Governor Corbett has been criticized for not engaging the media early in his term.
Well, if he acted like a silent movie star before announcing his first budget, then his actual budget address and his recent interview with me have been treated with the fanfare of a big- budget Hollywood blockbuster.
In his budget address, Corbett struck the theme that the commonwealth is facing a $4 billion hole, and what he calls the "education industry" shouldn't be insulated from helping to fill it. This has led to proposed cutbacks in state funding for local school districts, but the most controversial cutbacks involve Pennsylvania colleges and universities that receive significant state funding.
Corbett is particularly locked in combat with Penn State.
To many in this area, Penn State is Joe Pa and Nittany Lions football. But the reality goes far beyond the gridiron. Penn State is a behemoth with a $4 billion annual budget and 47,000 employees, enough people to fill nearly half of Beaver Stadium (compared with 96,000 students, an amazing ratio).
Do you think it's possible that Penn State could tighten its budget belt a notch or two?
The reaction of Penn State President Graham Spanier to the Corbett cuts of over half of the current state subsidy was to threaten Armageddon. He almost immediately said he'd shut campuses. Not one Spanier sound bite was devoted to looking in the financial mirror.
If you think Gov. Chris Christie in New Jersey took on a Goliath in the New Jersey teachers' union, Corbett is in the ring with an equal foe in Penn State and the other Big College fat cats in Pennsylvania. Good for him.
Corbett told me: "I was sorely disappointed that the first reaction from Penn State was to say that this is a catastrophic budget. This is going to cause them to raise tuition and maybe close campuses. Rather than say, 'Let's talk a little and see what we can do. Let's do what every other business, what every other family is doing. Let's tighten our belts and see where we can save money.' "
I agree with Corbett's position and his common-sense reaction. Penn State and the other colleges immediately make this about middle-class kids and start the mantra that Corbett is trying to turn Pennsylvania into a higher-education wasteland.
On my radio show, Corbett went on to provide a good deal of context to these issues with Penn State. He told me, about the state share of the PSU budget, "We proposed cutting them 50 percent, which is only 4 percent of their overall budget.
"Later, I discover that over the last 10 years, they received $3.5 billion from the state for their budget. At the same time, they increased tuition 110 percent.
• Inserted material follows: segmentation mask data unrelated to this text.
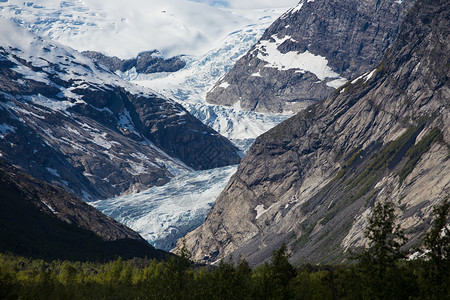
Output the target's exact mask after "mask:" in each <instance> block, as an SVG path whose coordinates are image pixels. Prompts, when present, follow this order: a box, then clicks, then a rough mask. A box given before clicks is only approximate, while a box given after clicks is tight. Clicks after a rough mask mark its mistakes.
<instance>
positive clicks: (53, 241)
mask: <svg viewBox="0 0 450 300" xmlns="http://www.w3.org/2000/svg"><path fill="white" fill-rule="evenodd" d="M0 215H1V218H0V224H1V226H0V227H1V230H0V241H1V242H0V250H1V251H2V252H4V251H11V252H14V253H17V254H20V255H27V256H28V255H31V256H33V257H39V258H53V259H54V258H59V259H102V260H105V259H110V258H113V257H114V256H117V255H121V256H122V257H132V256H134V255H136V256H142V257H143V256H145V255H147V256H148V257H156V258H159V259H162V258H164V257H165V253H164V251H160V250H156V249H155V248H153V247H152V246H150V245H149V244H148V243H147V242H146V241H145V240H144V239H143V238H142V237H141V236H139V234H137V233H136V232H134V231H133V230H131V229H129V228H127V227H125V226H124V225H122V224H120V223H118V222H116V221H114V220H113V219H111V218H109V217H107V216H105V215H103V214H102V213H100V212H99V211H97V210H96V209H95V208H93V207H92V206H90V205H88V204H86V203H84V202H82V201H81V200H79V199H78V198H77V197H75V196H74V195H71V194H70V193H68V192H66V191H65V190H63V189H61V188H58V187H55V186H52V185H50V184H47V183H45V182H42V181H38V180H36V179H34V178H32V177H31V176H29V175H27V174H24V173H23V172H20V171H19V170H18V169H16V168H14V167H12V166H10V165H8V164H7V163H6V162H4V161H3V160H0Z"/></svg>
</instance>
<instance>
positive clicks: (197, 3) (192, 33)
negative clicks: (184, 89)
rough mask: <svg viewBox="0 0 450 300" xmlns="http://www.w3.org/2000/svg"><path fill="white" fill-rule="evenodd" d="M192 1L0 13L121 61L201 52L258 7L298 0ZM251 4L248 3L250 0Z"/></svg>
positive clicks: (154, 1)
mask: <svg viewBox="0 0 450 300" xmlns="http://www.w3.org/2000/svg"><path fill="white" fill-rule="evenodd" d="M227 2H229V1H191V0H171V1H160V0H131V1H122V0H110V1H107V2H106V1H104V0H33V1H15V0H2V1H1V2H0V16H2V17H5V18H10V19H12V20H14V21H15V22H17V23H19V24H22V25H24V26H25V27H27V28H28V29H30V30H31V31H33V32H35V33H37V34H38V35H40V36H45V37H47V38H49V39H51V40H53V41H58V42H60V43H62V44H64V45H68V46H70V47H72V48H74V49H76V50H78V51H88V50H94V51H99V52H101V53H104V54H106V55H108V56H117V57H119V58H122V59H129V58H132V57H136V55H137V54H138V53H140V52H142V51H148V50H152V49H158V50H159V51H161V53H162V54H163V55H164V56H166V57H170V56H176V55H203V54H204V53H206V52H207V51H208V50H210V49H211V48H213V47H214V45H215V44H216V43H217V42H218V41H220V40H222V39H223V38H224V37H225V36H226V35H227V34H229V33H230V32H233V31H235V30H237V29H240V28H242V27H243V25H244V24H249V18H247V14H248V13H250V14H252V12H253V9H255V8H258V7H259V8H260V9H264V8H269V9H270V8H275V7H289V6H291V5H295V3H296V0H285V1H283V2H280V1H277V2H274V3H270V4H265V3H264V4H265V5H264V4H262V5H258V4H256V5H253V7H252V9H247V8H245V7H243V6H245V5H230V7H231V8H225V7H224V5H227ZM246 2H248V1H246Z"/></svg>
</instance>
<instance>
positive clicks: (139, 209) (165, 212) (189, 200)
mask: <svg viewBox="0 0 450 300" xmlns="http://www.w3.org/2000/svg"><path fill="white" fill-rule="evenodd" d="M236 169H237V166H229V167H225V168H219V169H213V170H206V171H195V172H191V173H188V174H183V175H179V176H177V177H175V178H173V179H172V180H171V181H170V182H169V183H167V184H166V185H164V186H160V187H152V188H150V189H148V190H146V191H144V192H141V193H138V194H133V195H126V196H121V197H117V198H111V199H107V200H100V201H95V202H90V203H89V204H91V205H93V206H94V207H95V208H97V209H99V210H100V211H102V212H103V213H104V214H106V215H108V216H110V217H112V218H114V219H116V220H117V221H119V222H121V223H123V224H125V225H127V226H129V227H130V228H132V229H134V230H136V231H137V232H138V233H139V234H141V235H142V236H143V237H144V238H145V239H146V240H147V241H148V242H149V243H150V244H152V245H153V246H155V247H157V248H160V249H164V250H170V249H172V248H173V247H174V245H175V243H176V241H177V239H179V238H180V237H182V236H183V235H185V234H186V233H187V232H189V231H190V230H193V229H194V228H196V227H197V226H199V225H201V223H203V221H204V219H205V217H206V214H207V213H208V211H209V210H210V208H211V206H212V205H213V203H214V202H215V200H216V198H217V196H219V194H220V192H221V191H222V190H223V188H224V187H225V185H226V184H227V182H228V180H229V179H230V177H231V176H232V174H234V173H235V171H236Z"/></svg>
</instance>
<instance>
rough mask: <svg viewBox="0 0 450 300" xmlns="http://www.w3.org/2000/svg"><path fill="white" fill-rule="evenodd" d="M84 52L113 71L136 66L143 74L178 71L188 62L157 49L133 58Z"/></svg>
mask: <svg viewBox="0 0 450 300" xmlns="http://www.w3.org/2000/svg"><path fill="white" fill-rule="evenodd" d="M82 54H83V55H85V56H87V57H89V58H91V59H92V60H94V61H96V62H98V63H99V64H101V65H103V66H105V67H107V68H108V69H109V70H110V71H112V72H115V71H121V72H126V71H128V70H131V69H132V68H136V72H137V73H143V74H151V73H159V72H176V71H179V70H181V69H183V68H184V67H185V66H186V62H185V61H183V60H182V59H181V58H180V57H179V56H175V57H171V58H168V59H165V58H163V57H161V54H160V53H159V52H158V51H157V50H153V51H146V52H142V53H139V54H138V56H137V57H136V58H132V59H120V58H118V57H116V56H112V57H111V56H106V55H104V54H102V53H100V52H97V51H84V52H82Z"/></svg>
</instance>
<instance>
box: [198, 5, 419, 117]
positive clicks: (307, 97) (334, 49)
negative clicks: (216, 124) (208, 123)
mask: <svg viewBox="0 0 450 300" xmlns="http://www.w3.org/2000/svg"><path fill="white" fill-rule="evenodd" d="M414 1H415V0H405V1H392V0H381V1H380V0H369V1H358V0H345V1H341V0H340V1H337V0H323V1H303V0H302V1H300V3H299V5H298V6H297V7H295V8H293V9H291V10H289V11H288V12H286V13H285V14H284V15H282V16H281V17H280V18H279V19H278V20H277V21H275V22H274V23H273V24H272V25H271V26H270V27H269V28H268V29H267V30H266V32H265V33H264V35H263V37H262V38H261V40H260V41H259V43H258V44H256V45H255V46H254V47H253V48H252V49H250V50H249V51H248V53H247V54H246V55H244V56H243V57H242V58H241V59H240V60H239V61H238V62H237V63H236V65H235V66H234V67H233V69H232V70H231V71H230V72H229V73H228V74H227V75H226V76H224V77H223V78H222V79H221V80H219V81H218V82H217V83H216V85H215V86H214V87H213V88H212V89H211V90H210V91H209V93H208V94H207V96H206V100H207V101H208V102H209V103H212V104H219V105H225V106H231V105H235V104H236V103H238V104H239V105H240V107H242V108H243V109H246V110H252V111H259V112H275V113H281V112H289V111H293V112H298V111H300V110H301V109H304V108H305V107H306V106H307V105H309V104H311V103H312V102H317V101H319V100H324V99H325V98H327V97H328V96H329V95H330V94H331V93H332V92H333V91H334V90H335V89H336V88H337V87H339V86H340V85H342V84H344V83H345V81H346V79H351V78H355V77H357V76H360V75H361V74H363V73H365V72H369V71H371V70H373V69H374V68H375V67H376V65H377V64H378V62H379V61H380V60H381V58H382V57H383V54H384V51H385V50H386V49H387V47H389V45H391V43H392V42H393V41H394V39H395V37H396V35H397V32H398V29H399V26H400V24H401V22H402V20H403V18H404V16H405V14H406V12H407V11H408V10H409V9H410V8H411V6H412V4H413V3H414Z"/></svg>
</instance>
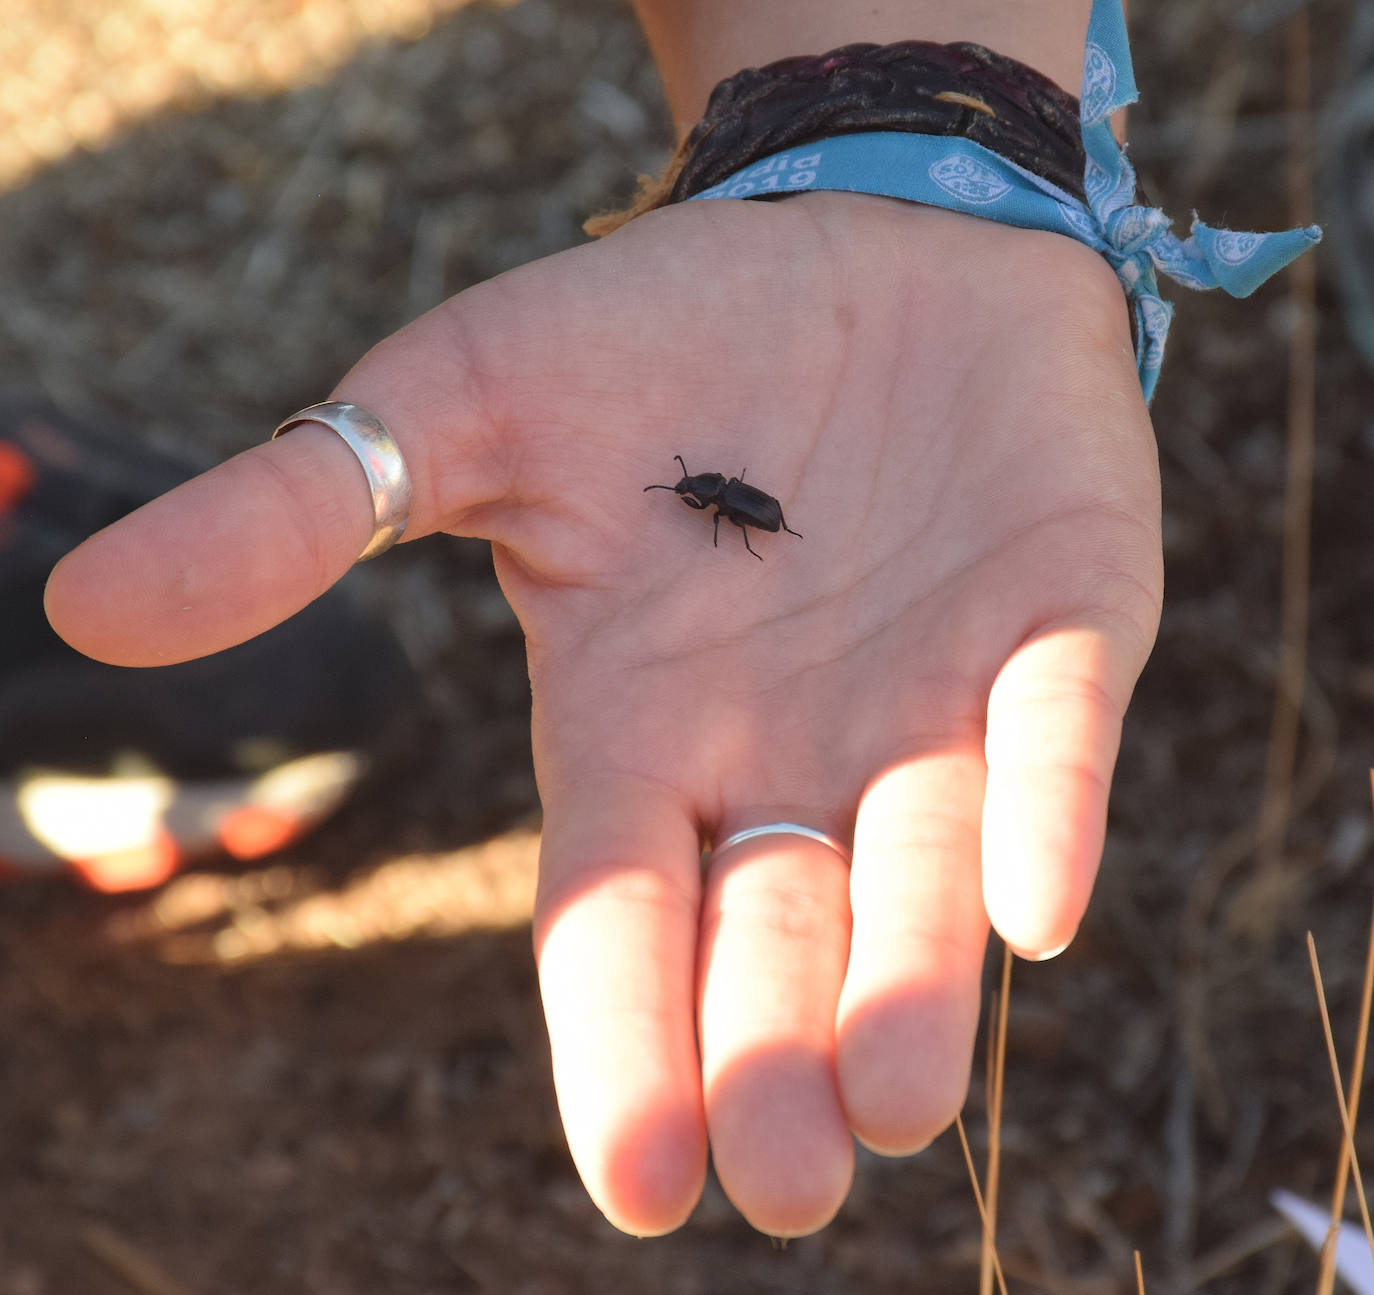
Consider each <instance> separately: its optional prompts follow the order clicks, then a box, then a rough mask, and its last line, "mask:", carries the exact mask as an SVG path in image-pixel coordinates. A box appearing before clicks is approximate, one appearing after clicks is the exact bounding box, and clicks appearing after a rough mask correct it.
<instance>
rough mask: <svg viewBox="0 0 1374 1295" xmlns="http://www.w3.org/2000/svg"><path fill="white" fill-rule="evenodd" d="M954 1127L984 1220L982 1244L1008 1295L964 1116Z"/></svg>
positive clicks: (978, 1205) (977, 1205)
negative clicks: (966, 1126) (1002, 1273)
mask: <svg viewBox="0 0 1374 1295" xmlns="http://www.w3.org/2000/svg"><path fill="white" fill-rule="evenodd" d="M954 1126H955V1129H958V1130H959V1145H960V1147H962V1148H963V1163H965V1165H966V1166H967V1167H969V1182H970V1184H971V1185H973V1199H974V1202H976V1203H977V1206H978V1218H981V1219H982V1244H984V1246H985V1247H988V1250H991V1252H992V1273H993V1276H995V1277H996V1279H998V1291H999V1292H1000V1295H1007V1279H1006V1277H1004V1276H1003V1274H1002V1261H1000V1259H999V1258H998V1248H996V1246H995V1244H993V1243H992V1233H991V1230H989V1229H988V1211H987V1208H985V1207H984V1203H982V1188H980V1187H978V1170H977V1169H974V1165H973V1152H971V1151H970V1149H969V1134H967V1133H965V1129H963V1116H962V1115H955V1118H954Z"/></svg>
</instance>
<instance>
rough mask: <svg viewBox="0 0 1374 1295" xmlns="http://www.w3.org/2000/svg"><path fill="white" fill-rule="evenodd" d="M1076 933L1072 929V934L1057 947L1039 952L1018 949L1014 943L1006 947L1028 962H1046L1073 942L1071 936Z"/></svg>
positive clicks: (1021, 949) (1049, 960)
mask: <svg viewBox="0 0 1374 1295" xmlns="http://www.w3.org/2000/svg"><path fill="white" fill-rule="evenodd" d="M1077 934H1079V932H1077V931H1074V932H1073V935H1070V937H1069V938H1068V939H1066V941H1065V942H1063V943H1062V945H1059V948H1058V949H1043V950H1040V952H1039V953H1032V952H1031V950H1029V949H1018V948H1017V946H1015V945H1009V946H1007V948H1009V949H1011V952H1013V953H1014V954H1015V956H1017V957H1024V959H1025V960H1026V961H1028V963H1048V961H1050V959H1051V957H1058V956H1059V954H1061V953H1063V950H1065V949H1068V948H1069V945H1072V943H1073V937H1074V935H1077Z"/></svg>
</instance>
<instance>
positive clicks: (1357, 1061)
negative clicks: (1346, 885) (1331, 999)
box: [1316, 769, 1374, 1295]
mask: <svg viewBox="0 0 1374 1295" xmlns="http://www.w3.org/2000/svg"><path fill="white" fill-rule="evenodd" d="M1370 792H1371V797H1374V769H1371V770H1370ZM1371 1007H1374V908H1371V909H1370V934H1369V939H1367V941H1366V945H1364V985H1363V987H1362V989H1360V1027H1359V1033H1358V1034H1356V1037H1355V1062H1353V1063H1352V1066H1351V1084H1349V1093H1348V1096H1347V1099H1345V1100H1347V1103H1348V1105H1349V1108H1351V1127H1352V1129H1353V1127H1355V1122H1356V1119H1359V1111H1360V1088H1362V1086H1363V1084H1364V1053H1366V1049H1367V1045H1369V1037H1370V1009H1371ZM1349 1171H1351V1156H1349V1152H1348V1151H1347V1147H1345V1143H1344V1141H1342V1143H1341V1155H1340V1159H1338V1162H1337V1165H1336V1185H1334V1187H1333V1188H1331V1226H1330V1230H1329V1232H1327V1235H1326V1244H1325V1246H1323V1247H1322V1273H1320V1279H1319V1281H1318V1285H1316V1291H1318V1295H1331V1291H1333V1290H1334V1287H1336V1239H1337V1236H1338V1233H1340V1228H1341V1218H1342V1217H1344V1214H1345V1187H1347V1180H1348V1177H1349Z"/></svg>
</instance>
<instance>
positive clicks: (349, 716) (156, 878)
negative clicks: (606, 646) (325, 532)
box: [0, 398, 420, 891]
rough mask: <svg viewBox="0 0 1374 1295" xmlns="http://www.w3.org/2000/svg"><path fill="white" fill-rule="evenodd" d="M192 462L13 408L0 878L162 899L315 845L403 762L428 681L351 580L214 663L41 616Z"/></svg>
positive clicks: (186, 472) (1, 538) (5, 537)
mask: <svg viewBox="0 0 1374 1295" xmlns="http://www.w3.org/2000/svg"><path fill="white" fill-rule="evenodd" d="M196 471H198V468H196V466H194V464H190V463H183V461H179V460H176V459H172V457H169V456H165V455H161V453H155V452H153V450H148V449H144V448H142V446H135V445H129V444H122V442H118V441H114V439H111V438H107V437H100V435H96V434H93V433H91V431H88V430H84V428H81V427H78V426H76V424H74V423H73V422H71V420H69V419H66V417H63V416H62V415H59V413H55V412H54V411H51V409H47V408H41V406H37V405H26V404H21V402H18V401H5V400H3V398H0V875H3V873H4V872H5V871H8V872H11V873H14V872H34V871H58V869H73V871H74V872H76V873H77V875H78V876H81V878H82V879H84V880H85V882H88V883H89V884H92V886H95V887H98V889H100V890H110V891H113V890H133V889H140V887H146V886H155V884H158V883H159V882H162V880H165V879H166V878H168V876H170V875H172V873H173V872H174V871H176V869H177V868H180V867H181V865H183V864H185V862H187V861H190V860H195V858H201V857H206V856H212V854H216V853H227V854H229V856H234V857H235V858H240V860H242V858H257V857H261V856H264V854H268V853H271V851H273V850H278V849H280V847H283V846H286V845H290V843H291V842H294V840H297V839H300V836H301V835H304V834H305V832H306V831H309V829H311V828H312V827H315V825H317V824H319V823H320V821H323V818H326V817H327V816H328V814H330V813H331V812H333V810H335V809H337V807H338V806H339V805H341V803H342V802H343V801H345V799H346V798H348V795H349V794H350V792H352V791H353V790H354V788H356V787H357V786H359V783H360V780H361V779H363V777H364V775H365V773H367V772H368V770H370V769H372V768H375V766H376V764H378V762H379V761H385V759H386V757H387V755H389V754H393V753H396V751H398V748H400V746H401V743H403V740H404V733H405V732H407V731H408V729H409V726H411V725H412V724H414V722H415V720H416V715H418V714H419V709H420V689H419V681H418V678H416V674H415V672H414V669H412V667H411V665H409V662H408V659H407V656H405V652H404V651H403V648H401V645H400V643H398V641H397V639H396V636H394V634H393V633H392V630H390V629H389V628H387V626H386V625H385V623H383V622H382V621H381V619H379V618H378V617H376V615H374V614H368V612H367V611H365V610H363V607H361V606H360V604H359V601H357V600H356V599H354V596H353V593H352V591H350V589H349V588H348V585H349V581H345V582H343V585H341V586H337V588H335V589H333V591H330V593H327V595H324V596H323V597H322V599H317V600H316V601H315V603H313V604H311V606H309V607H308V608H305V610H304V611H302V612H300V614H298V615H295V617H293V618H291V619H290V621H287V622H286V623H283V625H279V626H278V628H276V629H273V630H271V632H268V633H267V634H262V636H260V637H258V639H254V640H251V641H250V643H245V644H242V645H239V647H236V648H229V650H228V651H225V652H218V654H216V655H214V656H207V658H203V659H201V661H194V662H187V663H184V665H176V666H162V667H155V669H142V670H128V669H121V667H118V666H106V665H100V663H99V662H95V661H91V659H89V658H87V656H82V655H81V654H78V652H76V651H74V650H71V648H69V647H67V645H66V644H65V643H63V641H62V640H60V639H58V636H56V634H55V633H54V632H52V630H51V629H49V626H48V622H47V618H45V617H44V614H43V586H44V582H45V581H47V577H48V573H49V571H51V570H52V566H54V563H55V562H56V560H58V559H59V558H60V556H62V555H63V553H66V552H67V551H70V549H71V548H74V547H76V545H77V544H78V542H80V541H81V540H84V538H87V537H88V536H91V534H93V533H95V531H96V530H99V529H100V527H103V526H106V525H109V523H110V522H114V520H115V519H118V518H121V516H124V515H125V514H126V512H129V511H131V509H133V508H136V507H139V505H140V504H144V503H147V501H148V500H150V498H154V497H155V496H158V494H161V493H162V492H165V490H168V489H170V488H172V486H174V485H177V483H179V482H181V481H184V479H185V478H188V477H191V475H194V474H195V472H196Z"/></svg>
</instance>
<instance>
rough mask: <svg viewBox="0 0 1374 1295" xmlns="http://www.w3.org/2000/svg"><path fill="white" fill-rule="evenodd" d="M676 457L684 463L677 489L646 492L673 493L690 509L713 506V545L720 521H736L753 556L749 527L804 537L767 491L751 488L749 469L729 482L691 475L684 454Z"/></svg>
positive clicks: (655, 486) (745, 470) (752, 549)
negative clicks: (745, 477)
mask: <svg viewBox="0 0 1374 1295" xmlns="http://www.w3.org/2000/svg"><path fill="white" fill-rule="evenodd" d="M673 457H675V459H676V460H677V463H679V464H682V470H683V479H682V481H679V482H677V485H676V486H657V485H655V486H644V490H646V492H647V490H673V492H675V493H676V494H677V496H680V498H682V501H683V503H684V504H687V507H690V508H697V509H705V508H710V507H714V509H716V518H714V520H716V527H714V531H713V534H712V541H710V542H712V544H714V545H719V544H720V519H721V518H724V519H725V520H727V522H734V523H735V525H736V526H738V527H739V533H741V534H742V536H743V537H745V548H747V549H749V552H750V553H754V549H753V545H750V542H749V531H747V529H746V527H749V526H753V527H754V530H769V531H776V530H779V529H780V530H785V531H787V534H789V536H796V537H797V538H798V540H800V538H801V531H797V530H793V529H791V527H790V526H789V525H787V522H786V519H785V518H783V515H782V504H779V503H778V500H775V498H774V497H772V496H771V494H769V493H768V492H767V490H760V489H758V486H752V485H749V483H747V482H746V481H745V472H747V471H749V470H747V468H745V472H741V474H739V475H738V477H731V478H728V479H727V478H725V477H724V475H723V474H721V472H697V474H695V475H692V474H691V472H688V471H687V464H686V463H683V457H682V455H673ZM754 556H756V558H758V560H760V562H763V558H760V555H758V553H754Z"/></svg>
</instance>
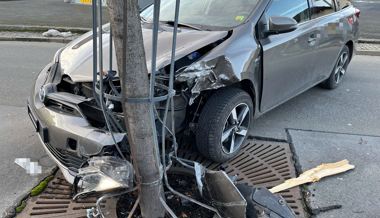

"Even when they were getting state money, they continued to increase tuition. It went from $6,000 and some odd dollars to $14,000 and some odd dollars. Can you imagine a family that has two kids maybe five or six years apart seeing the difference in those tuitions?"
Corbett is correct. Penn State, according to USA Today, is routinely the state university nationwide with the highest tuition. One fact that might explain that bears repeating: 96,000 students - and 47,000 full-time employees, an enormous number of people.
Probably the most heated rhetoric between Corbett and the higher-education activists revolves around the charge that Corbett is balancing his budget on the backs of middle-class students and the middle class in general. This angers Corbett, and he's made the point to me that the first reflex of Spanier and others has been to raise tuition - refusing to cut any of their spending - and balance the budget . . . on the backs of the students and their families.
I agree with Corbett that his budget is just a proposal and a chance to examine why the cost of college is so high. Why is Big College immune from the same financial imperatives that businesses and families have to abide by? You don't have to be a math professor or MBA to realize that Big College budgets, like their tuition, only go in one direction: up.
I've also written about state-funded Lincoln University, which continues to employ journalism professor Kaukab Siddique, who has called for the violent destruction of Israel, is a Holocaust denier and the editor of publications that promote major Holocaust deniers. More examples of your tax dollars not at work.
So I think it's time for Pennsylvania taxpayers to examine the staggering costs of higher education in the state.
It's time to tell the educrats who run these ivory towers that there is a new reality.